After a high-tech career spanning software development and systems administration to leading hundreds of engineers across cities and continents, I'm now slowing things down a bit. Traveling full-time in an RV with my awesome wife Kathie and our two big dogs Max and Opie, I'm now pursuing smaller personal software projects while seeing North America up close.


  1. Kevin Hughes   •  

    Still enjoy the posts! Good luck with the new rig! I know exactly what you mean with gas vs. diesel. I just got back from a summer trip of 3000 miles with my F250 (gas) pulling my 32′ TT. Like you said… “it does the job” but there is certainly a lot of inertia management! :) (and lots of shifting when going up & down hills of West Virginia) When i was in Missouri, my brother wanted to try pulling my trailer with his 1/2 Ton Nissan Titan XD which is their new diesel. I was amazed at the difference. Love that low end torque.
    Safe travels.

    • Mike   •     Author

      Hey Kevin! Yeah, our 5-speed Ford transmission works great on flat terrain, but on any kind of hill it loves skipping 4th and dropping into a screaming-loud 3rd gear. I hear the Allison transmission on the diesels is way better, plus we can control the gears with the shift keypad.

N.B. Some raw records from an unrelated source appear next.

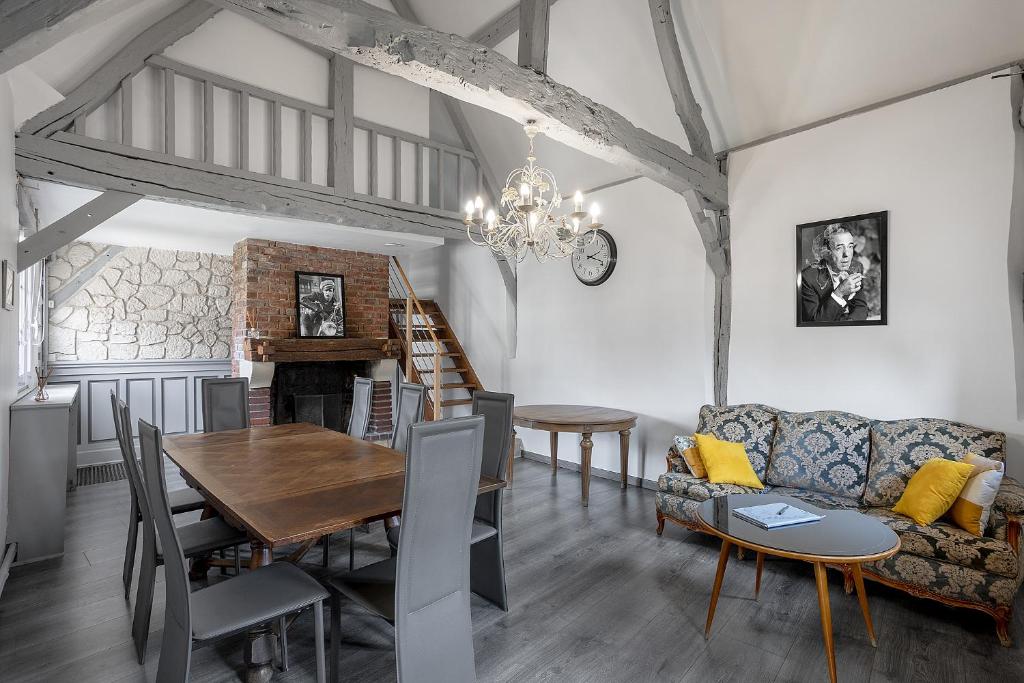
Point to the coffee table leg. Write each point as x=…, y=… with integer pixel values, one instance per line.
x=858, y=581
x=586, y=449
x=511, y=466
x=554, y=453
x=723, y=560
x=757, y=579
x=624, y=454
x=822, y=583
x=259, y=642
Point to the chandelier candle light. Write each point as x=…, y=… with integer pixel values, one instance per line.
x=526, y=219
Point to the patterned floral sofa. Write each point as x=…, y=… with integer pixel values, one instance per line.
x=840, y=460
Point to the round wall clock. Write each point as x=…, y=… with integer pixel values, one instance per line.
x=594, y=262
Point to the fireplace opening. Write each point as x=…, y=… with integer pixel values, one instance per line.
x=318, y=392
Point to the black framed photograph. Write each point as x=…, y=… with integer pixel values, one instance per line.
x=320, y=298
x=841, y=270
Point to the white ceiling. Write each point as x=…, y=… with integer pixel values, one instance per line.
x=757, y=68
x=164, y=225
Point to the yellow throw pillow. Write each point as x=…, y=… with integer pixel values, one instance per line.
x=974, y=506
x=726, y=462
x=932, y=489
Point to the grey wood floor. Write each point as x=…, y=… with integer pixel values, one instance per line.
x=596, y=596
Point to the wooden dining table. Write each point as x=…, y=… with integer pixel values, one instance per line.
x=290, y=485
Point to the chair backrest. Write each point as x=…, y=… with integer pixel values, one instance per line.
x=129, y=467
x=433, y=631
x=175, y=650
x=225, y=403
x=411, y=402
x=363, y=398
x=497, y=412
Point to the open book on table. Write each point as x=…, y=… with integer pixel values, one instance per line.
x=774, y=515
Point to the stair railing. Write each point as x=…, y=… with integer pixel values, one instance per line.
x=413, y=306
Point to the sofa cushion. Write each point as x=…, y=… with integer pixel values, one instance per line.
x=752, y=424
x=818, y=499
x=824, y=451
x=943, y=579
x=1011, y=497
x=677, y=507
x=688, y=485
x=947, y=543
x=900, y=446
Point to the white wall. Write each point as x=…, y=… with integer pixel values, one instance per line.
x=942, y=165
x=8, y=318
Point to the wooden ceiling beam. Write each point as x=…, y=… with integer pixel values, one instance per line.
x=28, y=29
x=535, y=19
x=182, y=182
x=675, y=73
x=475, y=74
x=129, y=60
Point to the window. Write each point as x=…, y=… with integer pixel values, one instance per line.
x=31, y=308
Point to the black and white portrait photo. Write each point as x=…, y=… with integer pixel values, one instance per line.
x=321, y=301
x=841, y=270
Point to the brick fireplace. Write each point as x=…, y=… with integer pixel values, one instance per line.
x=263, y=279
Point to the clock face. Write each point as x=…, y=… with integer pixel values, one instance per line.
x=594, y=262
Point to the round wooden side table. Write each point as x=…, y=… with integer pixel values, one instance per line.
x=584, y=420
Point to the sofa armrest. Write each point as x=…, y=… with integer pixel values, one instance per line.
x=675, y=461
x=1010, y=498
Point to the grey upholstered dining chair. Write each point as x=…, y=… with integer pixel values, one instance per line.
x=225, y=403
x=197, y=539
x=412, y=398
x=424, y=591
x=182, y=500
x=363, y=398
x=358, y=424
x=262, y=596
x=486, y=554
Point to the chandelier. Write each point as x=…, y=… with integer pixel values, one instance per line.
x=526, y=220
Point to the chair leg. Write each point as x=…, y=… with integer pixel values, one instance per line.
x=335, y=638
x=486, y=570
x=129, y=568
x=351, y=549
x=283, y=641
x=318, y=622
x=143, y=602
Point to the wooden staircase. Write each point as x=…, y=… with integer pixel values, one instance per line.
x=431, y=353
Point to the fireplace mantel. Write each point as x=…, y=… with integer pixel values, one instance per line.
x=312, y=349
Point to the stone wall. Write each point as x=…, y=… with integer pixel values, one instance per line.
x=144, y=303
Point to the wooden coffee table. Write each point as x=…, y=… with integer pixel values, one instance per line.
x=583, y=420
x=844, y=538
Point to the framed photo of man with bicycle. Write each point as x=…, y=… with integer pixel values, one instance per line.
x=320, y=299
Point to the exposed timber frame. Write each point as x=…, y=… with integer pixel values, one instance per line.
x=83, y=162
x=28, y=29
x=712, y=221
x=535, y=19
x=43, y=243
x=475, y=74
x=489, y=180
x=128, y=61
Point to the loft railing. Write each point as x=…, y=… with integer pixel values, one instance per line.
x=293, y=145
x=423, y=348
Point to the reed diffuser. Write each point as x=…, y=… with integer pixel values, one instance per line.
x=42, y=376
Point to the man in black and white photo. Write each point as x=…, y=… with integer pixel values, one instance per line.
x=322, y=311
x=833, y=289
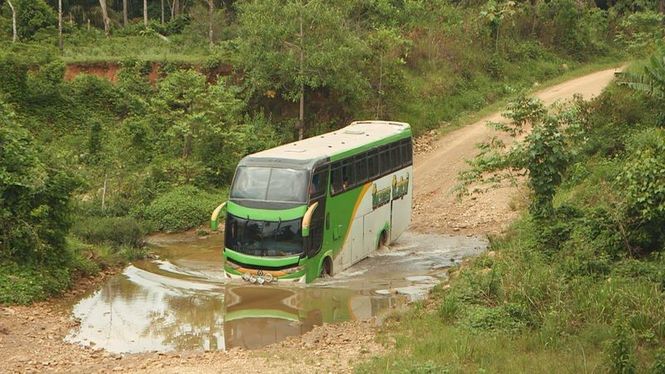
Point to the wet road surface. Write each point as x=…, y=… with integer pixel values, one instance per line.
x=181, y=300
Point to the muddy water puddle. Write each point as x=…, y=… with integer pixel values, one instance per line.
x=180, y=300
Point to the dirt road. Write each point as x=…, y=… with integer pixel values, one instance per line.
x=437, y=210
x=31, y=338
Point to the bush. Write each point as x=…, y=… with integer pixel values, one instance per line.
x=622, y=351
x=114, y=231
x=23, y=284
x=181, y=209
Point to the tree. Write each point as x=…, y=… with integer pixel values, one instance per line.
x=290, y=47
x=34, y=197
x=105, y=17
x=14, y=34
x=202, y=124
x=387, y=48
x=211, y=13
x=651, y=80
x=542, y=157
x=125, y=20
x=32, y=16
x=60, y=43
x=145, y=13
x=495, y=13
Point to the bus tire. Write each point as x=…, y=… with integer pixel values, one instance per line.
x=326, y=268
x=383, y=239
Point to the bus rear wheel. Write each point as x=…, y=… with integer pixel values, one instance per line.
x=326, y=268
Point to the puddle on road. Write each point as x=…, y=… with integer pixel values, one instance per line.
x=181, y=301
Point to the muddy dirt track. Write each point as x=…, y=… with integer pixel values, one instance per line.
x=32, y=337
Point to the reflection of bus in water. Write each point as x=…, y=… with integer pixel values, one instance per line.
x=319, y=205
x=257, y=316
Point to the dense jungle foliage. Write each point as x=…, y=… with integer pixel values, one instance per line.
x=92, y=161
x=578, y=284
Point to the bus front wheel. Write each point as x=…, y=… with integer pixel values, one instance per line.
x=326, y=268
x=383, y=239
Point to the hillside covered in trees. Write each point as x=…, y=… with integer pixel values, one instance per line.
x=91, y=163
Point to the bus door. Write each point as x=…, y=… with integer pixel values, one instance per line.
x=317, y=193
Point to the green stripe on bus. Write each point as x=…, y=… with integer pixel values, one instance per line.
x=266, y=214
x=261, y=261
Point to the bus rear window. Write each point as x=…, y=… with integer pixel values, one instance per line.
x=270, y=184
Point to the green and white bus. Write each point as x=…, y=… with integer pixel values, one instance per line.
x=317, y=206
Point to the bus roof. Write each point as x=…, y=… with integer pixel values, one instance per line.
x=354, y=138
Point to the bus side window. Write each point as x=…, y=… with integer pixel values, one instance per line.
x=319, y=183
x=395, y=156
x=384, y=160
x=373, y=163
x=336, y=178
x=409, y=151
x=348, y=180
x=406, y=160
x=361, y=168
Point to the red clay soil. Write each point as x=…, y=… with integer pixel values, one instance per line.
x=106, y=70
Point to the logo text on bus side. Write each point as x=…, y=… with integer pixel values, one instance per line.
x=396, y=190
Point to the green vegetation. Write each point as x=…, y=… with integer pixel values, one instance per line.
x=578, y=284
x=149, y=140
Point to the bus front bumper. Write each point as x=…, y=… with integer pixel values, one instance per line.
x=263, y=276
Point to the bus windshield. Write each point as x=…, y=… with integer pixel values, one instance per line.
x=263, y=238
x=270, y=184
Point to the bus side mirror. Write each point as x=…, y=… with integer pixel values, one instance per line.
x=307, y=219
x=214, y=218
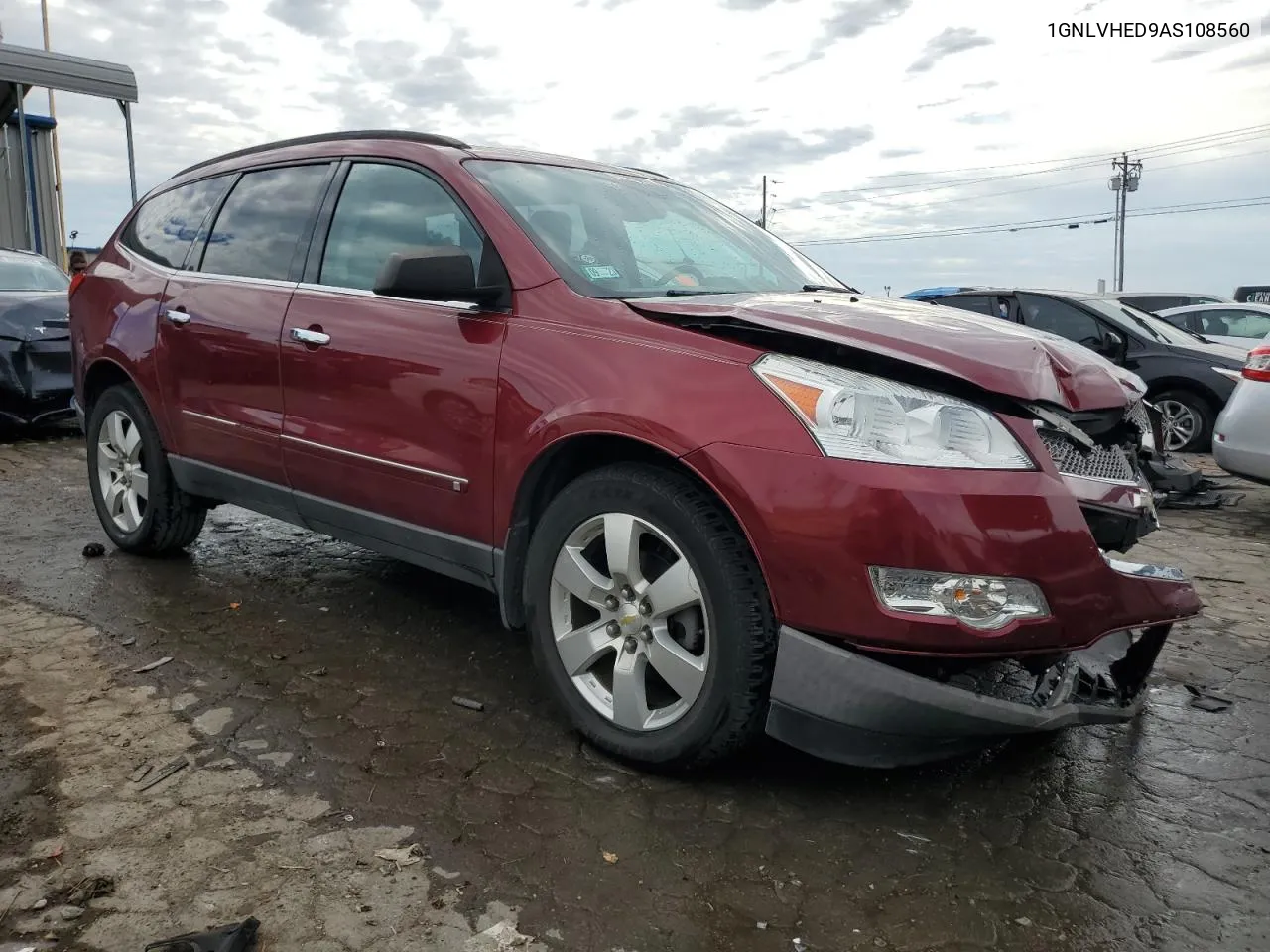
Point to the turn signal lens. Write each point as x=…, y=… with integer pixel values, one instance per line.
x=982, y=602
x=1257, y=366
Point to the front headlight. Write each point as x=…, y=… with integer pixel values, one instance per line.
x=855, y=416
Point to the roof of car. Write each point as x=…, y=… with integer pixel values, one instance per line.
x=425, y=139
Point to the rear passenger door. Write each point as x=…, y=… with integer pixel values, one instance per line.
x=389, y=430
x=218, y=330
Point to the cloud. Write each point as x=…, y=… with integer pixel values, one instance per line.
x=747, y=154
x=849, y=19
x=1250, y=61
x=314, y=18
x=983, y=118
x=952, y=40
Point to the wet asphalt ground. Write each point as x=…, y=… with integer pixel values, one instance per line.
x=1153, y=835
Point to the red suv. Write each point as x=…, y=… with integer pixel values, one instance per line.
x=721, y=490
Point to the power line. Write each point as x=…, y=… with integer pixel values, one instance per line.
x=1101, y=157
x=1062, y=222
x=917, y=188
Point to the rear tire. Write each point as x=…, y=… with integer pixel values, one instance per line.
x=1188, y=420
x=716, y=653
x=139, y=503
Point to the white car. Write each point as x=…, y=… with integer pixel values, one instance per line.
x=1238, y=325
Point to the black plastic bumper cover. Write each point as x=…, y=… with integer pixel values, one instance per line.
x=36, y=382
x=843, y=706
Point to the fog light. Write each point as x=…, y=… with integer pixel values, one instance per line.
x=980, y=602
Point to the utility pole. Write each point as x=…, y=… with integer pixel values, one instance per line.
x=1124, y=181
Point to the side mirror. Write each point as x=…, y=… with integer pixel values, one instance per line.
x=435, y=275
x=1114, y=347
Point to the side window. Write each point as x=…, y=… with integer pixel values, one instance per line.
x=979, y=304
x=1062, y=318
x=388, y=208
x=263, y=222
x=167, y=225
x=1236, y=324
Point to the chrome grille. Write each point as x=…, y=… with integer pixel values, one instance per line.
x=1100, y=463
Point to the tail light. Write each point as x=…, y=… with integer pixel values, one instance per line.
x=1257, y=366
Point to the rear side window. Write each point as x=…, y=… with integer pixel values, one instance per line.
x=1062, y=318
x=389, y=208
x=167, y=225
x=264, y=221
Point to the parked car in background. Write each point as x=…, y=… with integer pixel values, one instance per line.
x=36, y=382
x=721, y=492
x=1234, y=325
x=1187, y=379
x=1241, y=444
x=1156, y=301
x=1252, y=295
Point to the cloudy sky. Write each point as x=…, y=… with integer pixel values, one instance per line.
x=874, y=118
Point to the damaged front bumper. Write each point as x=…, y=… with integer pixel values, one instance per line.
x=842, y=705
x=36, y=381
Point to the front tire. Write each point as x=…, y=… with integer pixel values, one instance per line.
x=139, y=503
x=649, y=619
x=1188, y=421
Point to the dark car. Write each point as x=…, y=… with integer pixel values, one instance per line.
x=720, y=490
x=1188, y=377
x=36, y=384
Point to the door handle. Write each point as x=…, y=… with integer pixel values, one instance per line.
x=310, y=336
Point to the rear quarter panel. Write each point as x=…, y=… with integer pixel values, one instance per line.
x=114, y=317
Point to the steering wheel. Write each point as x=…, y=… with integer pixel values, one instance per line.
x=691, y=270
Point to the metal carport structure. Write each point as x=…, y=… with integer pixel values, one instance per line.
x=24, y=67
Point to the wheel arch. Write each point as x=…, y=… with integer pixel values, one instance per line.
x=556, y=467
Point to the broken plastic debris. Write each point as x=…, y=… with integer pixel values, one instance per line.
x=151, y=666
x=402, y=856
x=497, y=938
x=912, y=837
x=164, y=772
x=1206, y=701
x=229, y=938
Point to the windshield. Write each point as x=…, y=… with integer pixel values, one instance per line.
x=613, y=235
x=32, y=275
x=1141, y=321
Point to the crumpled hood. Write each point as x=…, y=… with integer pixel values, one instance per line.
x=23, y=315
x=992, y=353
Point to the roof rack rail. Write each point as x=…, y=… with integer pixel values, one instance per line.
x=649, y=172
x=422, y=137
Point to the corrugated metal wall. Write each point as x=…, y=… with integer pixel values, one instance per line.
x=14, y=191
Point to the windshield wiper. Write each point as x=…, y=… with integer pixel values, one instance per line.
x=844, y=289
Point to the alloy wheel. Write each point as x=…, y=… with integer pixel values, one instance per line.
x=630, y=622
x=121, y=471
x=1179, y=422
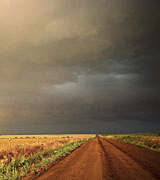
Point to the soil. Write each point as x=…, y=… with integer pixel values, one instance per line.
x=103, y=159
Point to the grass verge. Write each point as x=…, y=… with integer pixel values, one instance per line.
x=17, y=168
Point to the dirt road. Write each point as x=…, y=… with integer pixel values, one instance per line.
x=101, y=159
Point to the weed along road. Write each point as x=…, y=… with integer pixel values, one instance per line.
x=102, y=159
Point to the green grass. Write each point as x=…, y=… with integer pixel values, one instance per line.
x=16, y=168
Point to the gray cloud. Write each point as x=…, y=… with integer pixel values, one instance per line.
x=70, y=64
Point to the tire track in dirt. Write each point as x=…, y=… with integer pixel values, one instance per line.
x=110, y=171
x=101, y=159
x=149, y=160
x=84, y=163
x=126, y=167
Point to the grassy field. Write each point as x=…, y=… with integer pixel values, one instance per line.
x=20, y=155
x=147, y=140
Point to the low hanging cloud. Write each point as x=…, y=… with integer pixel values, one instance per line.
x=70, y=64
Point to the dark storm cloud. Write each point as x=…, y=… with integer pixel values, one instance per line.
x=71, y=64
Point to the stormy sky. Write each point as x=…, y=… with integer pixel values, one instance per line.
x=88, y=66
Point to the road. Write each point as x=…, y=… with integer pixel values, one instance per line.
x=102, y=159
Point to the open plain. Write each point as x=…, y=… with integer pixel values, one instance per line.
x=103, y=159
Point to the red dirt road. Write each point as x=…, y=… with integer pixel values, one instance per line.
x=102, y=159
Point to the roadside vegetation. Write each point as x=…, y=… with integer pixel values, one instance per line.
x=147, y=140
x=32, y=160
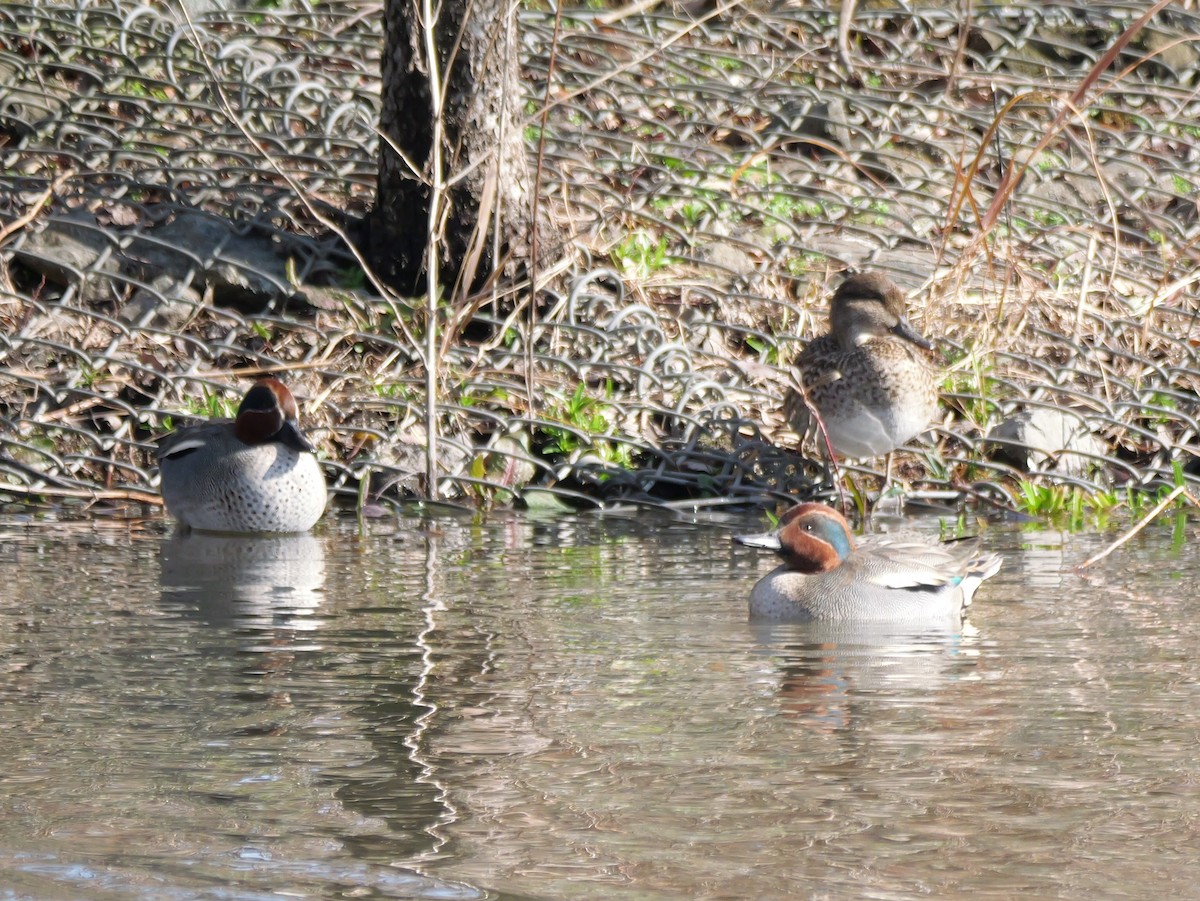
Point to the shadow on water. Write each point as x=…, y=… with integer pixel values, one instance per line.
x=579, y=707
x=828, y=673
x=261, y=600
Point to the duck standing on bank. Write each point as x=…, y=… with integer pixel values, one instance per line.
x=253, y=474
x=868, y=378
x=829, y=576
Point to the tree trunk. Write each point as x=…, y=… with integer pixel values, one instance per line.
x=483, y=167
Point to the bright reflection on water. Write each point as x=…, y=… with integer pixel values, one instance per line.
x=577, y=708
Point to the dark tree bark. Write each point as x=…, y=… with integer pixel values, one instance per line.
x=484, y=156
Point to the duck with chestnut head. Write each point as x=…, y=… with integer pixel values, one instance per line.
x=252, y=474
x=828, y=575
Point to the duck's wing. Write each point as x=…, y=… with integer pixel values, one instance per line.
x=909, y=564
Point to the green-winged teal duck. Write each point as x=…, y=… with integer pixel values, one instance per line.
x=869, y=377
x=256, y=473
x=828, y=575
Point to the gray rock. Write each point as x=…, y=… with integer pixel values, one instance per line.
x=243, y=269
x=72, y=250
x=1048, y=438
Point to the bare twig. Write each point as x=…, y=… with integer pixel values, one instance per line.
x=1153, y=514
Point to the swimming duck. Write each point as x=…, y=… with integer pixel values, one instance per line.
x=827, y=575
x=256, y=473
x=868, y=378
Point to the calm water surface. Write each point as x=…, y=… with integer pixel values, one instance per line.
x=577, y=708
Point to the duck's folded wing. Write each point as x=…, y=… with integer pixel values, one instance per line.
x=900, y=564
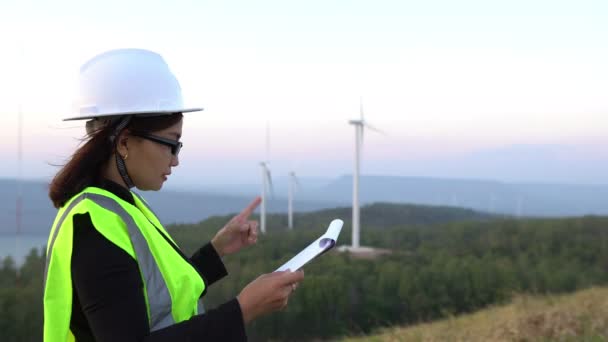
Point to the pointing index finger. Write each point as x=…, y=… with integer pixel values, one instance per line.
x=250, y=208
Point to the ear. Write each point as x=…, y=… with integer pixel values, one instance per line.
x=122, y=142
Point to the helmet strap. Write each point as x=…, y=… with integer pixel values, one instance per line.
x=122, y=170
x=120, y=163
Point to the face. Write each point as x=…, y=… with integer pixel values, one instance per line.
x=149, y=162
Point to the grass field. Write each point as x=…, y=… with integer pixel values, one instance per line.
x=582, y=316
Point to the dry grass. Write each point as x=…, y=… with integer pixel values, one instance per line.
x=582, y=316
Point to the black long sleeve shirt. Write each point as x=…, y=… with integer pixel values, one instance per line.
x=108, y=297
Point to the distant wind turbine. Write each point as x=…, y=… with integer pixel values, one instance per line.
x=266, y=182
x=360, y=126
x=293, y=184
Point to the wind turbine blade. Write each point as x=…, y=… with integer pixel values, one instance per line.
x=366, y=125
x=361, y=107
x=297, y=181
x=267, y=141
x=270, y=186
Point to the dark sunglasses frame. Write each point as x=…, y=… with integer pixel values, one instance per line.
x=175, y=145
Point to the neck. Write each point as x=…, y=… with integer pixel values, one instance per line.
x=110, y=171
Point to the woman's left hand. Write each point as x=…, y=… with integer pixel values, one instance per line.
x=239, y=232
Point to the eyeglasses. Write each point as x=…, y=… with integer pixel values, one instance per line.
x=175, y=145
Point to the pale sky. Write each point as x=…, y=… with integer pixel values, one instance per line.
x=506, y=90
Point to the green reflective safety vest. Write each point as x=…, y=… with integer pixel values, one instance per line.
x=172, y=286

  2. Charnee Landmeier   •  

    Congratulations. We love our diesel pusher, you both will definitely notice the difference and be happier. I noticed no Alaska visited on your map, does the new rig put an Alaska trip in your travel plans? We are in the planning stage for our Alaska road trip- Summer 2018.

    • Mike   •     Author

      We’re undecided about Alaska. We definitely want to visit, but we’re not sure if we want to put the new rig through that adventure (I’ve heard the highways can be rough on RVs) or maybe park for a couple weeks and do a cruise instead…

  3. Ken and Susan Simpson   •  

    Ken and I are enjoying your humor, your insight, and the differences between Rover (Helen) and He-Who-Is-Yet-To-Be-Named … everything you write makes us more than happy with our choice and only wish we could click our heels and get that build completed faster for you !!!

    • Mike   •     Author

      I felt a little bad for Rover while writing this particular post, but I’m sure he understands! :-)

  4. lou   •  

    Hi guys….I tried to email you also….did you consider the Tiffin Bus? If so what made you decide on the Phaeton….outside of > $ we downsized from a tag-axle Bus to a 32 Allegro and we are definetly have “Bus Envy” :) :)

    • Mike   •     Author

      Lou, the Allegro Bus is a pretty big price jump, and didn’t have much that we cared about as far as upgrades… the air leveling and side radiator are nice, but other than that it’s mostly “bling”, i.e. nicer counter tops, floors, backsplashes, decorations, etc. The 2018 bus doesn’t have the awesome new 7″ touchscreen home control system that the Phaeton has (which I’ll be describing in the next post), and it has much less basement storage since the chassis isn’t raised like the new Phaeton 40 IH.

      • Lou   •  

        Good points. We were in RB in July and saw a Phaeton with the raised rail being built. Very cool. Flat interior floor and extra storage height.!!!

  5. Michael Spivack   •  

    So jealous???.
    I have Rovers twin, love it but starting to think diesel.

    We are headed to Red Bay currently. Migjt be there mid tolate next week. How long will you be there? Would love to meet Opie… Oh and you two also.

    • Mike   •     Author

      Our build doesn’t start until the second week of September, so we won’t get to Red Bay until then.

  6. Mark East   •  

    Did you consider the 44OH to get the tag axel? Would love info on your color choices as well.

    • Mike   •     Author

      I know a tag axle would improve the drive, but we didn’t really want to go too much bigger. 37′ to 41′ is a big enough jump for us… going all the way to 45′ we thought was a bit extreme… and the base price of the 44 OH is $60,000 higher than the 40 IH!!

  7. Johnny LeHane   •  

    Congrats on the purchase, and thanks for the RV education. Let me know when you come back to the North East. A lot of great things to see here.

    • Johnny LeHane   •  

      And Maine! Can’t believe you haven’t been to Acadia yet.

      • Mike   •     Author

        We’re doing New England in the summer of 2018… up through Vermont, New Hampshire, Maine, and into Canada!